Having a woman on the board of directors have proved to be a very beneficial part of women empowerment. It gives opportunities to the women in the company. It also allows them to be open about the problems they are facing. Women tend to be more open about issues like sexual harassment with superior women than with men.

  1. Successful Women Empowerment Strategies By Companies

The corporate sector in the last couple of decades has seen a dramatic rise in women entrepreneurs. Women like Chanda Kochhar and Arundhati Bhattacharya have set strong examples that hard work pays off.

Arundhati Bhattacharya (Former Chair-MD of State bank of India) is known to have started an internal blog for female employees at SBI. They can share their problems and help others through this initiative. She has also introduced a two-year sabbatical for women in the bank who need long periods of leave for home duties.

Chanda Kochhar (CEO and MD of ICICI Bank) started the iWork@Home as an attempt to retain female employees. This allowed the women to work from home for a year.

Usha Ananthasubramanian (CEO and MD of Punjab National Bank) is credited for being the leader of the core management team made by the Finance Ministry of India for the establishment of the Bhartiya Mahila Bank.

Corporations like The Coca-Cola Company and Nestlé are looking within their global value chains to understand and address the unique challenges women face. In doing so, they improve the efficiency and productivity of global operations while also advancing women’s rights and health. Coca-Cola’s 5 by 20 program aims to enable the economic empowerment of 5 million women entrepreneurs across the company’s value chain by 2020.

Nestlé has seen similar success by working with women farmers in the company’s supply chain. In 2013, the company published an action plan for improving the livelihood of female farmers in Côte d’Ivoire, which was focused on promoting equal opportunities through trainings, closing the wage gap and giving women a voice. Two years after launching the program, Nestlé saw the number of women who lead and oversee its cocoa plantlet nurseries increase from 3 percent to 23 percent.

  1. Positive Results To Measure

There are several ways in which the results of these women-led initiatives can be tracked. In the work places, female feedback can be asked and considered. Overseeing the management’s actions for women can also show how employees are reacting to the company policies.

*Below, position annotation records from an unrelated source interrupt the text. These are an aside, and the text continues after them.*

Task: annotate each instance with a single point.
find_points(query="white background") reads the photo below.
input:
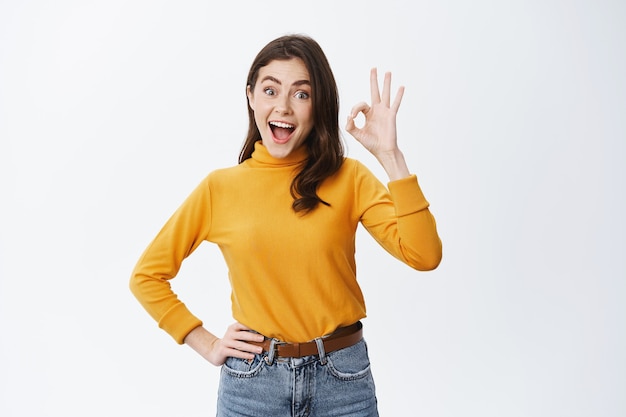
(513, 118)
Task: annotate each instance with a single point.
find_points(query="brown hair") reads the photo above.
(325, 149)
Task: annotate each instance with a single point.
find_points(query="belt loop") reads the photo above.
(271, 354)
(320, 350)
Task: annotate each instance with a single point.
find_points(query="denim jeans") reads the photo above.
(326, 385)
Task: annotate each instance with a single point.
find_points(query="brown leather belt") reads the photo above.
(341, 338)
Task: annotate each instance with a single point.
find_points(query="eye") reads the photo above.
(302, 95)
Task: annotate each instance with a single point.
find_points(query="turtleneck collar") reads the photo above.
(261, 157)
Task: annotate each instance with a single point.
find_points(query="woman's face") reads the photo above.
(282, 106)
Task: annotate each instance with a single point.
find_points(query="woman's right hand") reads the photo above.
(234, 343)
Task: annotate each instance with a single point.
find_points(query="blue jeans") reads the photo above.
(326, 385)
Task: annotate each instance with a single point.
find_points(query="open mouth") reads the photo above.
(281, 131)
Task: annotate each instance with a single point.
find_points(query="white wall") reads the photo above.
(513, 118)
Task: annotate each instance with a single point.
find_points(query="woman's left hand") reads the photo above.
(378, 134)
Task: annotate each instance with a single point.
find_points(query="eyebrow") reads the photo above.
(296, 83)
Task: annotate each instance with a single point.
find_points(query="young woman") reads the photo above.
(285, 220)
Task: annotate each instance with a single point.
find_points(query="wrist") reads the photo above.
(394, 164)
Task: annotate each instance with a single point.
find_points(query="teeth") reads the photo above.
(283, 125)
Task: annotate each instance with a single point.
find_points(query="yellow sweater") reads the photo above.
(293, 277)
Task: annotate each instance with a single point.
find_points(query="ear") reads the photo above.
(250, 97)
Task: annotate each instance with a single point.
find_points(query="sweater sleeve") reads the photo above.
(399, 219)
(180, 236)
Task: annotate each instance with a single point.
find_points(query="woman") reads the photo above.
(285, 220)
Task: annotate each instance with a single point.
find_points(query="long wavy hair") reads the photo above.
(324, 145)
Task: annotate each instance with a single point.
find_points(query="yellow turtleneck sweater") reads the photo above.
(293, 276)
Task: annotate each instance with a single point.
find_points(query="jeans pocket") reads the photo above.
(350, 363)
(243, 368)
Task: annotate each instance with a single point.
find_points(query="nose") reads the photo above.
(283, 105)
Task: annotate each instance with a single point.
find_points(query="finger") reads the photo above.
(351, 127)
(375, 92)
(387, 89)
(238, 326)
(361, 107)
(235, 353)
(398, 99)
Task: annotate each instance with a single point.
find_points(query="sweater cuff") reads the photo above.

Equal rights and equal pay between men and women for the same work can be a motto for all companies. Decrease in discrimination against women during meetings, promotions or even interviews. Taking care of the personal needs of female employees can also go a long way in empowering them.

Conclusion

Women today are creating exceptional and ground breaking accomplishments in every sphere of life and are optimistic about what the future holds for them. With the increased supportive initiatives by the government, management boards, peer-to-peer platforms, families and support-systems, gender-based roadblocks are now being rapidly eliminated in the entrepreneurial journey of a woman.